I have read that Jetson Nanos should not have much speedup due to the lack of Tensor Cores, but the difference in results is unexpected, especially the slowdown on ResNet.
I’ve tried using the profiler with a smaller subset due to lack of memory but the output does not seem to provide much information.

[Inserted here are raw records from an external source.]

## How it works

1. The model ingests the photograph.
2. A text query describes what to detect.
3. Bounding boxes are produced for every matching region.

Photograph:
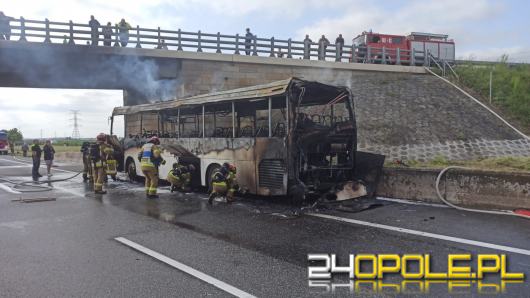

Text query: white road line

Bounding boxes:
[0,158,77,174]
[307,213,530,256]
[376,197,449,208]
[0,183,21,194]
[114,237,255,297]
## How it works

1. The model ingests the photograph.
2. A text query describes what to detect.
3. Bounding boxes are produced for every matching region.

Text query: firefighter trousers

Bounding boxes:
[142,167,158,195]
[92,167,107,192]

All the architectures have been tested in the same way, with the models and weights coming from here.
The code for testing:

import torch
from torch.utils.data import DataLoader, Subset
import time
import torchvision.transforms as transforms
from torchvision.datasets import CIFAR10

DEVICE = "cuda:0"

def load_data():
    testtransform = transforms.Compose(
    [transforms.ToTensor(),
        transforms.Normalize((0.4914, 0.4822, 0.4465), (0.2023, 0.1994, 0.201)),
    ])
    subset = list(range(0,1000))
    testset = CIFAR10(".", train=False, download=True, transform=testtransform)
    testset = Subset(testset, subset)
    testloader = DataLoader(testset, batch_size=32)
    return  testloader

def test(net, testloader):
    correct, total= 0, 0
    with torch.profiler.profile(activities=[torch.profiler.ProfilerActivity.CPU,torch.profiler.ProfilerActivity.CUDA], profile_memory=True, with_flops = True, use_cuda=True) as p:
        with torch.cuda.amp.autocast_mode.autocast(dtype=torch.float16):
            with torch.no_grad():
                for data in testloader:              
                    images,labels = data[0].to(DEVICE), data[1].to(DEVICE)
                    outputs = net(images)
                    _, predicted = torch.max(outputs.data, 1)
                    total += labels.size(0)
                    correct += (predicted == labels).sum().item()
    print(p.key_averages().table(sort_by="cuda_time_total"))   
    accuracy = correct / total
    return accuracy

net = torch.hub.load(repo_or_dir="chenyaofo/pytorch-cifar-models", model="cifar10_resnet20", pretrained= True)
net.eval()
net = net.to(DEVICE)

testloader = load_data()

start = time.time()
accuracy = test(net, testloader)
end = time.time()
print("Accuracy:",accuracy, "\nTime taken:", end-start)

The tests have been carried out on Python 3.8, PyTorch 1.10, torchvision 0.11, CUDA 10.2.